I have a bunch of online friends who are political and social scientists, thanks to an American Pol Sci friend I met over here years ago and they will detail the massive, exploitative, centuries-long and very, very negative interference of the West in Muslim lands in enormous detail for anyone who cares to listen. This is factual history. These are primary causes for all the suffering and conflict, not Islam. From the perspective of the people of those lands, it is a history of Christendom f*ing up their shit for centuries and this is actually quite a reasonable assessment, even if it wasn't done under the banner of Christianity. That has played a huge role in the creation and growth of modern, regressive Islamism. It's likely in the reverse circumstance that nominal Christendom would be in the same place, if the roles were reversed in some alternative history. The history of the crusades certainly suggest as much. And as I said above, the interpretation of canon and custom is highly contingent on circumstance: regressive, violent Islamism (not all Islamism is violent) is a product, not a cause in the modern era. It didn't start with an inherent impulse to violence. The political and economic contingencies of the colonial and cold war eras created anger, resentment, militancy and the religion became an organizing force and expression of that.

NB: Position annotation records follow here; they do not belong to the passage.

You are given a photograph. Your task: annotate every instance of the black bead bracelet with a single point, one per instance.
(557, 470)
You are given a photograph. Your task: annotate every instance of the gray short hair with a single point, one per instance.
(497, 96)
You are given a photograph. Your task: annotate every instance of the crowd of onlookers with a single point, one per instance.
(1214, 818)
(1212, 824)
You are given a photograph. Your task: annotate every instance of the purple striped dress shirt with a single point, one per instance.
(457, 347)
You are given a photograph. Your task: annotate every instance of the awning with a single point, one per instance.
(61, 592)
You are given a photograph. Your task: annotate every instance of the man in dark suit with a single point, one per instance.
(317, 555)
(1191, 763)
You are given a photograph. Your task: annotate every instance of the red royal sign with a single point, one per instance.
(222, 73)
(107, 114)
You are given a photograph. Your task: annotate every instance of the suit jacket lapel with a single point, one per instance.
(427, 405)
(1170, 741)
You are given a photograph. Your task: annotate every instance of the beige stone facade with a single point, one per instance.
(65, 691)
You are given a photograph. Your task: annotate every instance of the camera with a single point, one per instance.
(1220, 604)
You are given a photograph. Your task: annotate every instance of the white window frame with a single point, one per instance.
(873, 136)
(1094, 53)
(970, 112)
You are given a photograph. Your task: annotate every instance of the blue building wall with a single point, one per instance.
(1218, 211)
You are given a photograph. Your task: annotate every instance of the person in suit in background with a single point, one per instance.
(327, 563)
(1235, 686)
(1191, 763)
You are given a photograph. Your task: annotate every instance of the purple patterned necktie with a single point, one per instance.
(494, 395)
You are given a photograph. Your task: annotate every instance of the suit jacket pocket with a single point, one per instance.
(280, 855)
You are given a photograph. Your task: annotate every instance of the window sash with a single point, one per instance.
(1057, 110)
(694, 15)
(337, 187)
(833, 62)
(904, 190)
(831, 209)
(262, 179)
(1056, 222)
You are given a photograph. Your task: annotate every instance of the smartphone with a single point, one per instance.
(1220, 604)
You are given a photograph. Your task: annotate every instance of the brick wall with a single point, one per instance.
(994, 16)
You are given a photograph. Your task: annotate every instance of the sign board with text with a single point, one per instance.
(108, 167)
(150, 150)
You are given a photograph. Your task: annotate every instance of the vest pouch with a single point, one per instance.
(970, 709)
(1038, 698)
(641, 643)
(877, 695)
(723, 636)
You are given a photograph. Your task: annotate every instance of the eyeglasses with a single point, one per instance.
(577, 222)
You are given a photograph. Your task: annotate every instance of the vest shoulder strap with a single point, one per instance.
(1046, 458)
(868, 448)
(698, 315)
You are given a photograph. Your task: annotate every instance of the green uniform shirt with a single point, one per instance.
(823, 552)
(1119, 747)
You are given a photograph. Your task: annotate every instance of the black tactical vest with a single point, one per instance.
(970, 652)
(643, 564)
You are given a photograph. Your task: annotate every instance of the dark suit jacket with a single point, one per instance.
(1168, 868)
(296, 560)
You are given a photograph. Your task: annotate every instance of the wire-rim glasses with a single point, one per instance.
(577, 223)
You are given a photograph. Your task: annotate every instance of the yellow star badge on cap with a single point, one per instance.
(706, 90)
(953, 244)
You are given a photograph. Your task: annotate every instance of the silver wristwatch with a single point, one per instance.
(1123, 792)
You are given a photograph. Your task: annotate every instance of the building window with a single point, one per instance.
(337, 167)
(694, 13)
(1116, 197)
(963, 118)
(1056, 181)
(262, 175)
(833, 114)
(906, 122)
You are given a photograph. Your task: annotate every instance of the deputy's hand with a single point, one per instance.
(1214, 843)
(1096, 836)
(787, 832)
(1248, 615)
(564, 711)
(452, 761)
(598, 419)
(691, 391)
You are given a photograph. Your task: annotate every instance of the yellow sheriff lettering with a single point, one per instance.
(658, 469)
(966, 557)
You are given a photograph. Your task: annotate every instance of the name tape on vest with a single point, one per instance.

So when I see the likes of Maher putting the cart before the horse and totally ignoring the entire history of the last few centuries, the actual, real historical political and social and economic causes that are not disputed among scholars of history and politics and social science, and laying it all at the feet of religious canon and the peculiar and inherent violence of Islam, I want to scream "you know-nothing, ignorant fucktard! You don't know what the fuck you're talking about!" It's not just the utter ignorance of history, the immense prejudice he brings to bear. It's the fact that people like him are part of the fucking problem. Maher, like Bush, is in reality an ally of extremists. The hostile dialog they create and how that is perceived by people who are actually living with the consequences of that history and are outraged by such hostile orientalism, especially when it emanates from the source of many of their woes, drives people into the arms of a regressive, violent extremism.

It's like being mercilessly bullied throughout your school years by a bunch of kids and having your lunch money stolen every day, so badly that it turns you into a dysfunctional alcoholic as an adult. Then the exact same kids all grow up and have successful careers and keep coming to your bedsit in the bad part of town to lecture you on responsibility and work ethic and good behaviour. You would freaking hate those guys.